O que está afinal a passar-se no mercado de capitais?

Temos, diariamente, a sensação de que nos andam a mentir, com as insistentes afirmações de que a crise dos mercados financeiros não vai afectar as nossas economias senão com uma ligeira borrasca.
A necessidade de «acalmar» e «dar confiança» aos mercados é sintomática de que as coisas não vão bem.
Notícias de fontes reputadas são elas próprias muito cuidadosas e discretas, não vá ofender-se o «santo», que é o mesmo que dizer o mercado.
Os ministros da União Europeia, reunidos no Porto, transformaram a crise no objecto principal da sua reunião, embora, a final, procurassem dar relevo à necessidade de a Europa adoptar uma posição forte e unida na reforma do Fundo Monetário Internacional. Talvez a valorização deste tema (ver jornal Público) seja um outro discreto sinal das preocupações acerca da crise dos mercados.

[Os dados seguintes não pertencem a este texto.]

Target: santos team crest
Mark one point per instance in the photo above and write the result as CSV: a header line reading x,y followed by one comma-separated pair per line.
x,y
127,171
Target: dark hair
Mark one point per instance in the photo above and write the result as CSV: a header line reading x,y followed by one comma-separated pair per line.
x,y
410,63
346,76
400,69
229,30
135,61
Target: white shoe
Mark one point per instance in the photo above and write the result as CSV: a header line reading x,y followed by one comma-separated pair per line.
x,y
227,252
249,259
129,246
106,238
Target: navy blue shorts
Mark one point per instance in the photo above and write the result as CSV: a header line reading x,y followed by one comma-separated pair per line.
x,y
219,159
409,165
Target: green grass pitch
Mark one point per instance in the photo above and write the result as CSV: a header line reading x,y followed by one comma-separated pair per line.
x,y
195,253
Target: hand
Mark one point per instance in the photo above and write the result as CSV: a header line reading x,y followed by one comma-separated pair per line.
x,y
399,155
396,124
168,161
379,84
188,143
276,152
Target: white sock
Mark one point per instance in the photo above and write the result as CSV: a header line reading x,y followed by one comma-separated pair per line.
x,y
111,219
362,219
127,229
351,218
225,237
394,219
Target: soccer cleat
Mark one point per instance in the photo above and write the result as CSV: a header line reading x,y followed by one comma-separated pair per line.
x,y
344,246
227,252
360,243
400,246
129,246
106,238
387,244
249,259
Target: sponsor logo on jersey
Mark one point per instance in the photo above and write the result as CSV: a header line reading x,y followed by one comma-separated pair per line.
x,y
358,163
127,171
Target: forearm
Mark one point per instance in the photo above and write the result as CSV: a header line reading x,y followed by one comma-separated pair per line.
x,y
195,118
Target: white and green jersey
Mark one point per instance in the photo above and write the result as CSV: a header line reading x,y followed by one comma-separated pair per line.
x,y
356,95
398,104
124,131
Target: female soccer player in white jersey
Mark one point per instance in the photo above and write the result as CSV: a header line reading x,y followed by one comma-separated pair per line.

A crise vem sendo atentamente acompanhada pelo nosso consultor Pedro Varanda de Castro, que manifesta a convicção de que estamos perante um autêntico tsunami, de dimensões ainda não conhecidas.
«O efeito dominó começa a derrubar os bancos europeus» – escreve PVC.

«A semana que agora acaba veio provar que os “profetas da desgraça” estavam certos – a epidemia da “bolha imobiliária” americana vai transformar-se na pandemia de crédito e liquidez do sistema financeiro global. Após sintomas de stress em vários países, sinais de colapso deram à costa. Em Inglaterra. Clientes receosos correram para o banco e levantaram mil milhões de libras esterlinas. As fissuras entre os banqueiros centrais começam a aparecer. A aflição dos bancos privados para obterem empréstimos de urgência, às escondidas da opinião pública, também é evidente.»